The problem
Every supplier invoice that arrived at Smet Jet required a manual chain of steps: find the matching purchase order in Salesforce, link the records, download the PDF from Exact Online, upload it to Salesforce, and trigger the approval. Five steps, every invoice, dozens of times a week.
A supplier invoice comes in through Exact Online. Someone from finance opens Salesforce, searches for the purchase order reference, links the two records manually, downloads the PDF, uploads it to Salesforce, and submits the approval. If the PO reference is unclear or missing, the whole chain stops while someone figures it out. This is not a complex problem — it's just one that nobody had automated yet.
The steps themselves aren't difficult — they're just repetitive and entirely deterministic. If the PO reference is on the invoice, every subsequent step follows the same logic. That's exactly the kind of work a system should handle.
How it works
We built a Python automation running on Modal that polls Exact Online for new supplier invoices. When one arrives, it runs through the full matching and linking process — no manual input required for the 80% of invoices that have a clean PO reference.
The automation polls Exact Online via REST API on a short interval. When a new supplier invoice is found, it's pulled for processing. The full invoice data — line items, amounts, supplier details, and any reference fields — is extracted immediately.
The system identifies the purchase order reference from the invoice. References aren't always in the same field, so the extraction logic accounts for where Smet Jet's suppliers typically place them — header fields, line item descriptions, and free-text reference fields.
The extracted reference is queried against open purchase orders in Salesforce via REST API. The system checks for an exact match first, then applies fuzzy matching for minor formatting differences. When neither is sufficient — ambiguous references, partial matches, or supplier formatting quirks — an AI agent steps in to reason over the candidates and select the most likely match. This covers the edge cases that rule-based logic alone would send to the exception queue.

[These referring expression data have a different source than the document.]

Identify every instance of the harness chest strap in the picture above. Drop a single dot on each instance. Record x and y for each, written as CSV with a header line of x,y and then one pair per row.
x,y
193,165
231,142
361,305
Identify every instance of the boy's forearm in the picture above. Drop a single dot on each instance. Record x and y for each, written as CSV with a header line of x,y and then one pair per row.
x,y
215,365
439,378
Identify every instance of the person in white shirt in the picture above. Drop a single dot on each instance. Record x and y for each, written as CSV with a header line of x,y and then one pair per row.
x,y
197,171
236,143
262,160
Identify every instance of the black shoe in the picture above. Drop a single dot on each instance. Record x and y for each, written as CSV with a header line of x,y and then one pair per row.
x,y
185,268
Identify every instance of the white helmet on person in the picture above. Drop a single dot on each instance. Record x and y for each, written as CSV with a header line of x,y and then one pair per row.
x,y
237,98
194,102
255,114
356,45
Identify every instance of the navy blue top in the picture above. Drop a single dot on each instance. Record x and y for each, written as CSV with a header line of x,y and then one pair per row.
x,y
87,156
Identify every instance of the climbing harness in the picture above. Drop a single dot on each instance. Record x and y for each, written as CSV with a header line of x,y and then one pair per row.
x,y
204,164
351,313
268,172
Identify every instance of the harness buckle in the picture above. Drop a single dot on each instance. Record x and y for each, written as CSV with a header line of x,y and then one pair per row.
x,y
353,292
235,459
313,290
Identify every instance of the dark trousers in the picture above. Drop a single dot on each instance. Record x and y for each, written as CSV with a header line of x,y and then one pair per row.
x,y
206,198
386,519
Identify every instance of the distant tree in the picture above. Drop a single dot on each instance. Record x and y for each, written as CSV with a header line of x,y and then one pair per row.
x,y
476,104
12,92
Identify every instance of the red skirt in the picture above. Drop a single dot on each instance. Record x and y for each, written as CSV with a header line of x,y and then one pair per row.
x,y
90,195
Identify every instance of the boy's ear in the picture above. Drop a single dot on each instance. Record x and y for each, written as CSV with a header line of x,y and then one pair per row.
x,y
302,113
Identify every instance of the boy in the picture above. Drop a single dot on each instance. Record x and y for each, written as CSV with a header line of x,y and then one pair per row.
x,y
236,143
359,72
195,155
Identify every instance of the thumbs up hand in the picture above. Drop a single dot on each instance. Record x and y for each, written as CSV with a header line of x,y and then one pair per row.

The invoice is linked to the matched purchase order in Salesforce. The PDF is downloaded from Exact Online and uploaded as an attachment on the Salesforce record — so the full paper trail is in one place without anyone copying files manually.
For matched invoices, the approval workflow kicks off automatically. For the ~20% of invoices where no PO reference is found or no open order matches — service invoices, edge cases, missing references — the system routes them to a review queue with all relevant context attached, so finance can resolve exceptions without hunting through systems.
What changed
Finance opens Exact, finds the invoice, opens Salesforce, locates the purchase order, links the records, downloads the PDF, uploads it to Salesforce, submits for approval. Five steps, every invoice, every time.
Invoice arrives in Exact. The system handles everything: extraction, matching, linking, PDF upload, approval trigger. Finance only touches the ~20% of invoices that need a human decision. Everything else is done.
The 20% that can't be matched automatically — missing references, service invoices, unrecognised suppliers — land in a structured review queue with all context attached. Nothing gets lost in the gap between systems.
The automation runs on Modal — no server to maintain, no cron jobs to babysit. It scales with invoice volume and costs nothing when there's nothing to process.
The finance team didn't need to change how they work — they just stopped doing the part that didn't require a human. The decisions stay with them. The copying and linking doesn't.